Tradition der Kultorte

Bei der Errichtung von Kirchen sind Kultstätten nicht zu zerstören, sondern umzuwidmen. Christliche Zeremonien sollen sich den heidnischen Traditionen angleichen, damit das Volk sich umso vertrauter an den gewohnten Orte versammle.  Anweisung von Papst Gregor (590 - 604) an seine Missionare

Gut für die Seele

Die Geschichte der keltischen Zivilisation ist voller Geheimnisse. Viele christliche Kirchen wurden direkt auf keltischen Kultplätzen errichtet. Ihr Wissen gaben sie nur mündlich weiter. Julius Cäsar besiegte die keltischen Stämme in Gallien. In der Folge versuchten insbesondere die Christen, die keltische Spiritualität in christliche Dogmen aufzulösen. Die keltische Mystik stand im Einklang mit der Natur: Himmel und Erde waren untrennbar verbunden, die Religion immer ein Teil des täglichen Lebens. Die keltische Spiritualität lebt in vielen Märchen, aber auch Bräuchen weiter.

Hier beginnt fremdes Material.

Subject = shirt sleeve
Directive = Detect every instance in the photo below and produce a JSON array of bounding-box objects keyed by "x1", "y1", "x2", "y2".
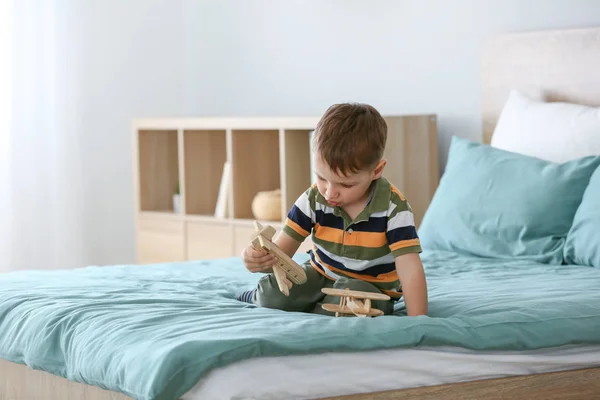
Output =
[
  {"x1": 283, "y1": 188, "x2": 315, "y2": 242},
  {"x1": 386, "y1": 196, "x2": 422, "y2": 257}
]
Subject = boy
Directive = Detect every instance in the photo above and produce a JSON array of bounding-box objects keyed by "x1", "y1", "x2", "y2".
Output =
[{"x1": 238, "y1": 104, "x2": 427, "y2": 316}]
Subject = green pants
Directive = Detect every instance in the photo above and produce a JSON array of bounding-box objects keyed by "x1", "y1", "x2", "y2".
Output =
[{"x1": 254, "y1": 262, "x2": 394, "y2": 315}]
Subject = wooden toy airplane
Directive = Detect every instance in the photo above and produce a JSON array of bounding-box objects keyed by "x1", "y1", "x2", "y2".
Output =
[
  {"x1": 321, "y1": 288, "x2": 390, "y2": 317},
  {"x1": 252, "y1": 221, "x2": 306, "y2": 296}
]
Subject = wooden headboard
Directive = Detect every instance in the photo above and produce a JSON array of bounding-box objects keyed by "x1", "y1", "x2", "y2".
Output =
[{"x1": 482, "y1": 28, "x2": 600, "y2": 144}]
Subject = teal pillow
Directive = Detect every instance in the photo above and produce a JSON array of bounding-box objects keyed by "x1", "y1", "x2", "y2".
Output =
[
  {"x1": 419, "y1": 137, "x2": 600, "y2": 264},
  {"x1": 564, "y1": 168, "x2": 600, "y2": 268}
]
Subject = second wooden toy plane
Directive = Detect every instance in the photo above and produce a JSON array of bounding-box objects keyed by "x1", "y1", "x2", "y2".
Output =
[{"x1": 321, "y1": 288, "x2": 390, "y2": 317}]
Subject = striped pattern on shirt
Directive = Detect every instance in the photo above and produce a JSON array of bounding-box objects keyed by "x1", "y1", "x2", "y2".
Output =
[{"x1": 283, "y1": 178, "x2": 421, "y2": 298}]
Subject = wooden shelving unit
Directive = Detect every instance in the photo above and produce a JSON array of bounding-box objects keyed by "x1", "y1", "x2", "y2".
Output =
[{"x1": 132, "y1": 115, "x2": 438, "y2": 264}]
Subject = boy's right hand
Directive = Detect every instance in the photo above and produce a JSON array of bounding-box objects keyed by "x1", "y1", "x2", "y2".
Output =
[{"x1": 242, "y1": 245, "x2": 277, "y2": 273}]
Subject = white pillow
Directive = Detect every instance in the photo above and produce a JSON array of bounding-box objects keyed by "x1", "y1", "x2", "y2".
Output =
[{"x1": 490, "y1": 90, "x2": 600, "y2": 163}]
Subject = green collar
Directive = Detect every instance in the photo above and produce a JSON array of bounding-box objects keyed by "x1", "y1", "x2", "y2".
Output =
[{"x1": 316, "y1": 177, "x2": 392, "y2": 223}]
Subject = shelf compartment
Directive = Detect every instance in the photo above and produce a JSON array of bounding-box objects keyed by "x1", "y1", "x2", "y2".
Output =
[
  {"x1": 232, "y1": 130, "x2": 281, "y2": 219},
  {"x1": 138, "y1": 130, "x2": 179, "y2": 212},
  {"x1": 183, "y1": 130, "x2": 227, "y2": 215},
  {"x1": 281, "y1": 129, "x2": 312, "y2": 218},
  {"x1": 137, "y1": 215, "x2": 186, "y2": 264},
  {"x1": 186, "y1": 221, "x2": 232, "y2": 260}
]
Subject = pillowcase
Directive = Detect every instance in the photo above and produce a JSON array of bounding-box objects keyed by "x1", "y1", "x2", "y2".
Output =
[
  {"x1": 490, "y1": 91, "x2": 600, "y2": 162},
  {"x1": 564, "y1": 168, "x2": 600, "y2": 268},
  {"x1": 419, "y1": 137, "x2": 600, "y2": 264}
]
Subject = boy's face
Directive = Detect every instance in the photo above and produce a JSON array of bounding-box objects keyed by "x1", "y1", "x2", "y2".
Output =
[{"x1": 313, "y1": 154, "x2": 385, "y2": 208}]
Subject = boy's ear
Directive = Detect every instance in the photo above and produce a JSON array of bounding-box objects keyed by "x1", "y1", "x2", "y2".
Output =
[{"x1": 373, "y1": 160, "x2": 387, "y2": 179}]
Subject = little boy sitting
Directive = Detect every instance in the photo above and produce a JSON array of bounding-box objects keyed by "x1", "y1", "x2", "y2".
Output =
[{"x1": 238, "y1": 104, "x2": 427, "y2": 316}]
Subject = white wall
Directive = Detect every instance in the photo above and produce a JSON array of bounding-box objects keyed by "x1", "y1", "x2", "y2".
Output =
[{"x1": 59, "y1": 0, "x2": 600, "y2": 264}]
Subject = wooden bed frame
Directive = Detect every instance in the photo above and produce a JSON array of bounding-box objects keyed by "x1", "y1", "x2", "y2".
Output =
[{"x1": 0, "y1": 28, "x2": 600, "y2": 400}]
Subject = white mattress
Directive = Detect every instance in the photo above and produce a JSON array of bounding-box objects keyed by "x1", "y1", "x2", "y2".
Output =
[{"x1": 182, "y1": 345, "x2": 600, "y2": 400}]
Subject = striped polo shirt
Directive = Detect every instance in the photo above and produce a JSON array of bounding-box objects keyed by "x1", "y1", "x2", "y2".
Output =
[{"x1": 283, "y1": 177, "x2": 421, "y2": 298}]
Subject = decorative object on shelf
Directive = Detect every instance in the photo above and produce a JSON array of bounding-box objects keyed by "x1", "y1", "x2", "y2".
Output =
[
  {"x1": 252, "y1": 221, "x2": 307, "y2": 296},
  {"x1": 252, "y1": 189, "x2": 281, "y2": 221},
  {"x1": 173, "y1": 182, "x2": 181, "y2": 214},
  {"x1": 215, "y1": 161, "x2": 231, "y2": 218}
]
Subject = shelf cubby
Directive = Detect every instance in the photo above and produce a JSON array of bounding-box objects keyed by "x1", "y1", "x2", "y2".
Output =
[
  {"x1": 183, "y1": 130, "x2": 227, "y2": 215},
  {"x1": 281, "y1": 129, "x2": 312, "y2": 214},
  {"x1": 138, "y1": 130, "x2": 179, "y2": 212},
  {"x1": 231, "y1": 129, "x2": 281, "y2": 219}
]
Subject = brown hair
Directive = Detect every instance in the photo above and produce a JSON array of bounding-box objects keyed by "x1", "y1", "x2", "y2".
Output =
[{"x1": 313, "y1": 103, "x2": 387, "y2": 175}]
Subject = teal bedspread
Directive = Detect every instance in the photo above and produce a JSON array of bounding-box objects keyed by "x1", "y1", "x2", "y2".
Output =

Magische Kräftplätze im Hartbergerland

• Maria Lebing
• St.Anna am Masenberg
• Glückskapelle am Masenberg
• St. Pankrazen
• St. Stefan bei Hofkirchen
• Maria Fieberbründl

Traumhafte Aussicht

Die Berg-Wallfahrtskirche St. Pankrazen in Stambach bei Grafendorf wurde anno 1544 erstmals urkundlich erwähnt. Das romanisch anmutende Bergkirchlein steht auf 1.000 Meter und auf dem weitum schönsten Flecken: Ein erhabener Platz der Ruhe, der Blick reicht bis hin zur pannonischen Tiefebene.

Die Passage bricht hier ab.